Paolo amava correre e andare in montagna, da allora non ha potuto più farlo. Non ha potuto più lavorare e, cosa più grave, ha perso circa 20 anni di ricordi.
“Ho perso tutta l’adolescenza, il periodo più felice che una persona possa vivere“.
LA VICENDA GIUDIZIARIA E LA PAURA DELLA POLIZIA
“Ho il terrore quotidiano di incontrare una pattuglia della polizia, perché ho paura che mi facciano di nuovo del male“, spiega Paolo.
“Ho perso il processo di primo grado perché il giudice diceva che i poliziotti erano tutti vestiti uguale e non erano riconoscibili, proprio perché mancava questo benedetto numero identificativo“.
Paolo fa riferimento al codice identificativo che, se apposto sulle divise o sui caschi dei poliziotti, avrebbe permesso facilmente il riconoscimento dei suoi aggressori.
“Hanno anche tagliato le immagini del video del mio pestaggio e solo grazie a una poliziotta che è stata dalla mia parte fin dall’inizio delle indagini ha scoperto che c’era stato questo taglio. Ha avuto il coraggio di andare contro tutti”.
Oggi Paolo ha paura ed è sfiduciato. Sa che le cose sarebbero potute andare diversamente: “Quando vedo la polizia per strada sento un senso di impotenza e di paura incredibili“.

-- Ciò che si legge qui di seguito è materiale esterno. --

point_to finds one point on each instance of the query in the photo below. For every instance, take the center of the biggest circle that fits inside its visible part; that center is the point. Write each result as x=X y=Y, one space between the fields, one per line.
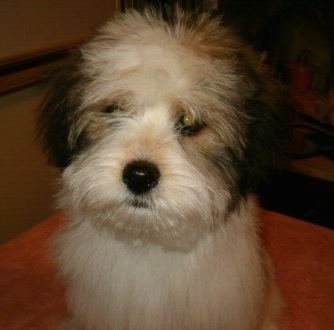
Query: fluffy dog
x=162 y=128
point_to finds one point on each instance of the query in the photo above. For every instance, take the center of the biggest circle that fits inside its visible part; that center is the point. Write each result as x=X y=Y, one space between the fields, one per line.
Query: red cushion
x=31 y=296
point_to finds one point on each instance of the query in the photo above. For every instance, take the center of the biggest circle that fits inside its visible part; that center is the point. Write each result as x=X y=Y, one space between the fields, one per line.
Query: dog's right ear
x=57 y=115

Assolti in primo grado nel 2013, pur con formula dubitativa, per non aver commesso il fatto, il 25 giugno 2019, i giudici della Corte d’appello di Venezia, hanno confermato l’assoluzione per insufficienza di prove degli agenti del reparto Mobile della Questura di Bologna accusati di aver massacrato di botte il tifoso del Brescia.
PROCESSO CIVILE
In sede civile viene riconosciuto a Paolo nel Settembre del 2016 un risarcimento di 1.400.000 € per il pestaggio subito e le gravi conseguenze di cui Paolo porterà i segni per sempre, nessuna cifra potrà restituire a Paolo la vita che gli è stata tolta, nessun muro d’impunità è stato scalfito ad oggi, purtroppo.